The pc matrix contains the main components as its columns. According to the docs:
Rows correspond to observations and columns correspond to variables. The main components are a local n-by-k matrix. Each column corresponds to one main component, and the columns are in descending order of component variance.
So you can look at the ith column by doing
val pc: Matrix = ... val i: Int = ... for(row <- 0 until pc.numRows) { println(pc(row, i)) }
Update
If you have mat = input matrix
0 0 0 2 4 2 4 9 1 3 3 9 3 2 7 9 6 0 7 7
where each row is one example and each column is a variable, then you can calculate the ATP. The two main components with the greatest dispersion: pc =
0.6072 0.2049 0.3466 0.6626 -0.4674 0.7098 0.4343 -0.1024 0.3225 0.0689
Each column represents a projection direction to obtain one dimension of data reducing the dimension.

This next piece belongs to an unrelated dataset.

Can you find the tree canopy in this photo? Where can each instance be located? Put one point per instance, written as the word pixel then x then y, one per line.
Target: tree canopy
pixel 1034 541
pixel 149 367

To get now reduced dimension data, you compute mat * pc , which gives you
2.1588 0.0706 -0.2041 9.5523 6.6652 8.9843 12.8425 5.5844
Here's what your data looks like when projected into a vector space of lower size. Here again, each row represents an example and each column is a variable.
If I understand your question correctly, then you are looking for the columns of the pc matrix, which indicate how much each source dimension affects the projected dimensions. Projection is just a scalar product of the source data with the direction of the projection ( pc columns).